Thank you for any help!
1a. Po = 500 / (1 + 83.33 * e^0= =
500 / (1 + 83.33) ,
500 / 84.33 = 5.935.93.
1b. 12 = 500 / (1 + 83.33 * e^-0.162t
Cross multiply:
12(1 + 83.33 * e^-0.162t) = 500,
Divide both sides by 12:
1 + 83.33 * e^-0.162t = 500 / 12 = 41.67,
83.33 * e^-0.162t = 40.67,
Divide both sides by 83.33:
e^-0.162t = 40.67 / 83.33 = 0.500,
-0.162t = ln(0.50),
-0.162t = -0.6931,
t = 4.28 hrs.
2a. Pt = Po * (1 + r)^n,
Pt = 900 *(1.0075)^48 = 1288.26,
2b. Pt = 700 * (1.03125)^16 = 1145.31,
2c. Pt = 1050 * e^(0.05*4) = 1282.47.
a. = Highest yield.
28km
84.33
1a.) To find the initial population, we can look at the equation P(t) = 500/(1+83.33e^-0.162t). The initial population refers to the population at time t=0. So, we substitute t=0 into the equation:
P(0) = 500/(1+83.33e^-0.162*0)
P(0) = 500/(1+83.33)
P(0) = 500/84.33 ≈ 5.93 (rounded to two decimal places)
Therefore, the initial population is approximately 5.93.
1b.) To find the time when the amount of bacteria in the population is 12, we can solve the equation P(t) = 12. Rearrange the equation:
12 = 500/(1+83.33e^-0.162t)
Multiply both sides by (1+83.33e^-0.162t):
12(1+83.33e^-0.162t) = 500
1+83.33e^-0.162t = 500/12
1+83.33e^-0.162t = 41.67
Now isolate the exponential term:
83.33e^-0.162t = 41.67-1
83.33e^-0.162t = 40.67
Divide both sides by 83.33:
e^-0.162t = 40.67/83.33
e^-0.162t ≈ 0.48792
To solve for t, we take the natural logarithm ln of both sides:
ln(e^-0.162t) ≈ ln(0.48792)
-0.162t ≈ ln(0.48792)
Divide both sides by -0.162:
t ≈ ln(0.48792)/-0.162
t ≈ -2.016
Therefore, the amount of bacteria in the population will be approximately 12 after 2.016 hours.

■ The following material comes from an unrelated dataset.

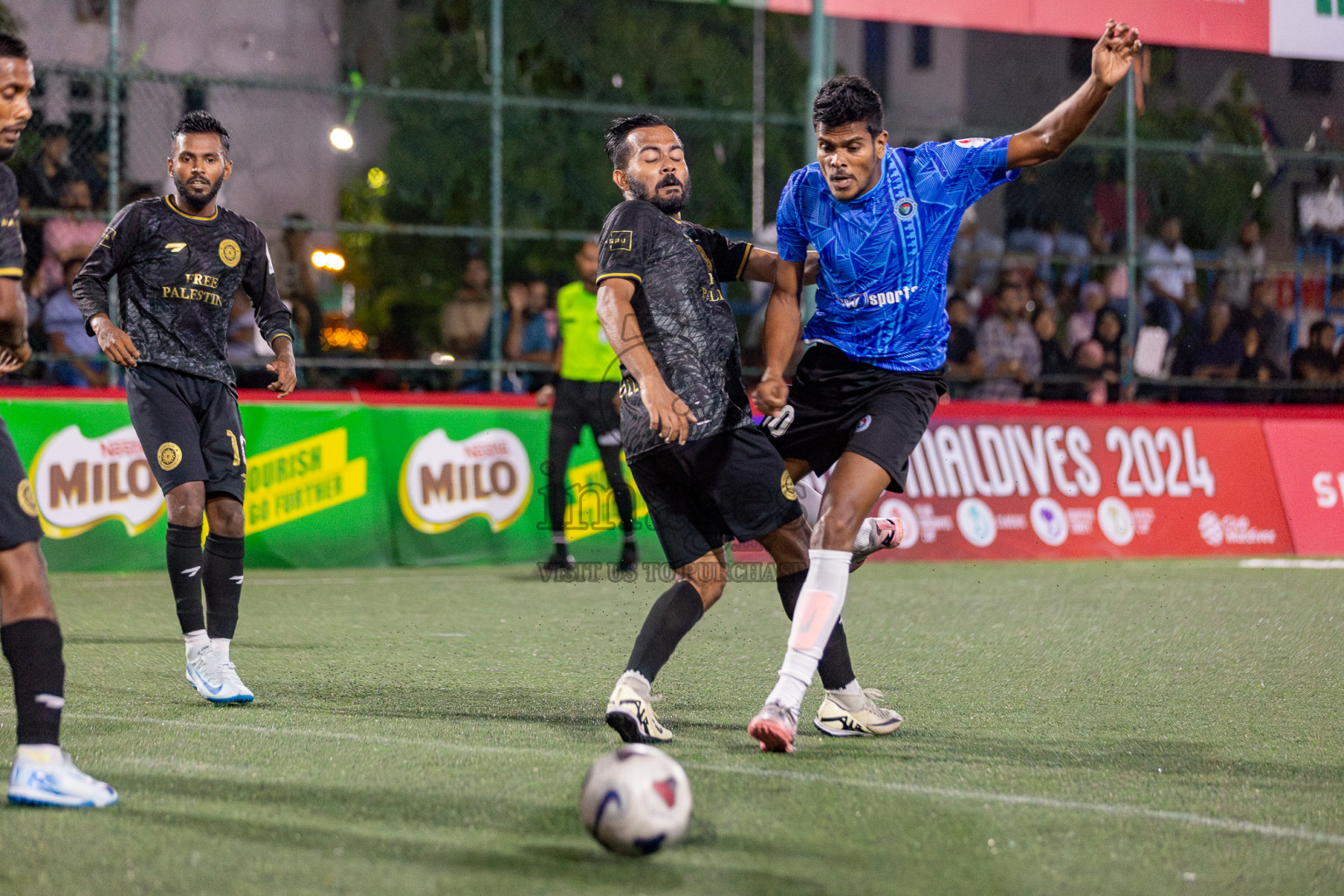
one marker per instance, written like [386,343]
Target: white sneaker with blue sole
[214,679]
[47,777]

2.) To compare the investments, we need to calculate the final amount for each investment option using the compound interest formula:
a.) $900 at 9% interest compounded monthly:
The formula for compound interest is A = P(1 + r/n)^(n*t), where A is the final amount, P is the principal amount, r is the interest rate (as a decimal), n is the number of times compounded per year, and t is the number of years.
For investment a:
P = $900
r = 9% = 0.09
n = 12 (compounded monthly)
t = 4 years
A = 900(1 + 0.09/12)^(12*4) ≈ $1185.04 (rounded to two decimal places)
b.) $700 at 12.5% interest compounded quarterly:
For investment b:
P = $700
r = 12.5% = 0.125
n = 4 (compounded quarterly)
t = 4 years
A = 700(1 + 0.125/4)^(4*4) ≈ $1115.51 (rounded to two decimal places)

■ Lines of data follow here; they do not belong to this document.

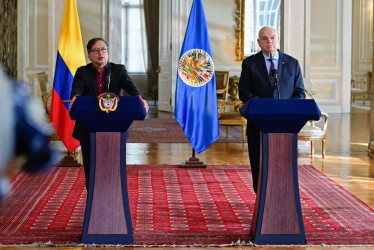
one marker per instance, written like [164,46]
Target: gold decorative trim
[239,29]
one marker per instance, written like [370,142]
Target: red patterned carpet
[169,130]
[178,206]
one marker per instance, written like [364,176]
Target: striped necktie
[272,67]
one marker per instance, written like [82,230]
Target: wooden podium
[107,218]
[277,218]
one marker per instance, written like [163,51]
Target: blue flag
[196,95]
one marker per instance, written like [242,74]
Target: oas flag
[196,95]
[70,56]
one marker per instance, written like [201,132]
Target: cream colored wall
[362,39]
[32,40]
[330,56]
[221,27]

c.) $1050 at 5% compounded continuously:
For investment c, we can use the formula A = P * e^(r*t), where e is Euler's number.
P = $1050
r = 5% = 0.05
t = 4 years
A = 1050 * e^(0.05*4) ≈ $1241.00 (rounded to two decimal places)

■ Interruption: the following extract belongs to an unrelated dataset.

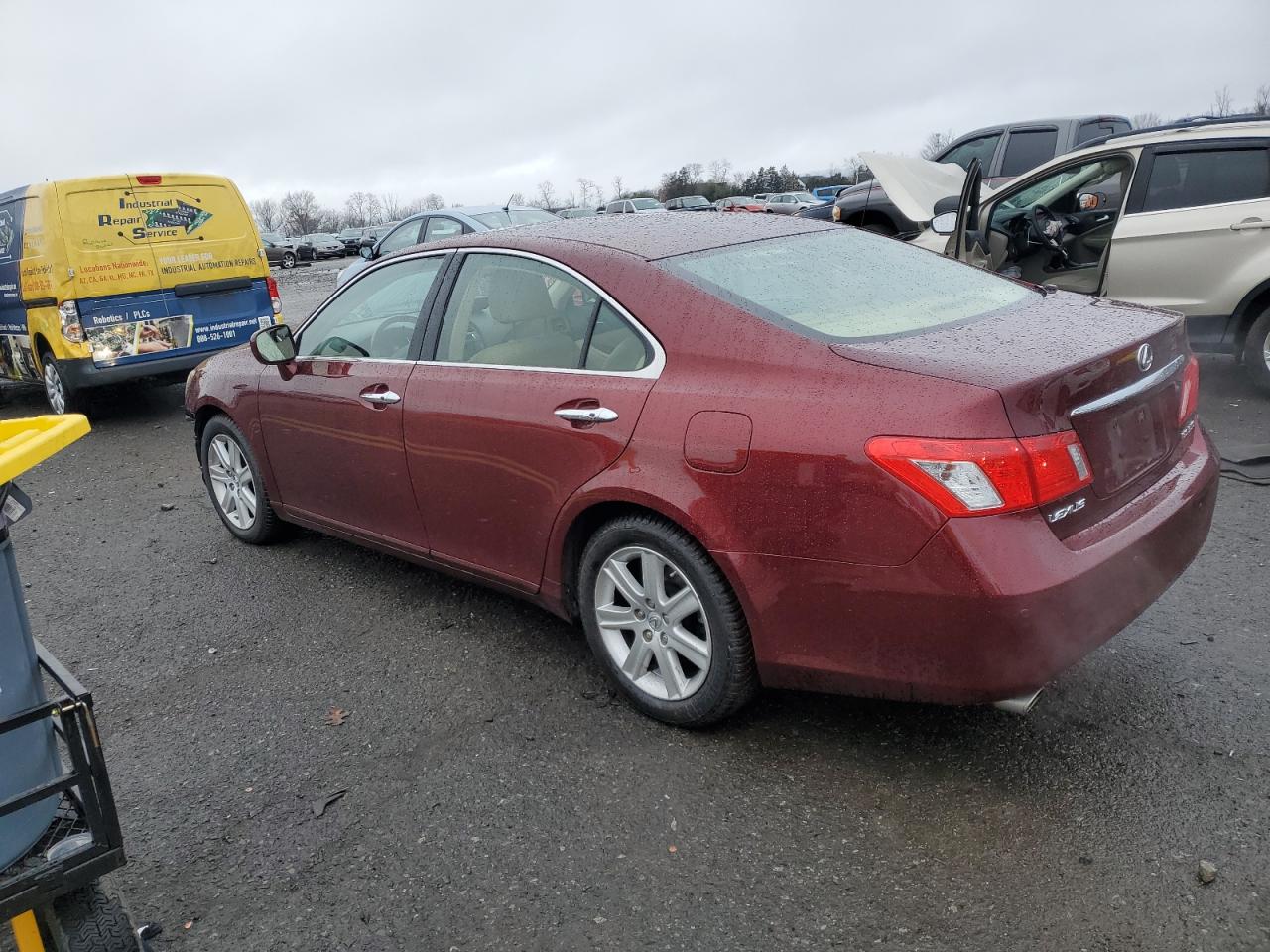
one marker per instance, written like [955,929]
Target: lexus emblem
[1144,358]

Therefore, the investment yielding the greater amount after 4 years is investment c) $1050 at 5% compounded continuously with approximately $1241.00.
3a.) The formula to represent the half-life after t days is given by A(t) = A₀ * (1/2)^(t/h), where A(t) is the amount after t days, A₀ is the initial amount, t is the time elapsed, and h is the half-life.
Therefore, the formula for the half-life after t days is A(t) = A₀ * (1/2)^(t/4).
3b.) To find the amount that is present after 9 days, given that 12g is present now, we substitute the values into the half-life formula:
A(t) = A₀ * (1/2)^(t/4)
A(9) = 12 * (1/2)^(9/4)
A(9) ≈ 12 * 0.31623 (rounded to five decimal places)
A(9) ≈ 3.795
Therefore, approximately 3.795g will be present after 9 days.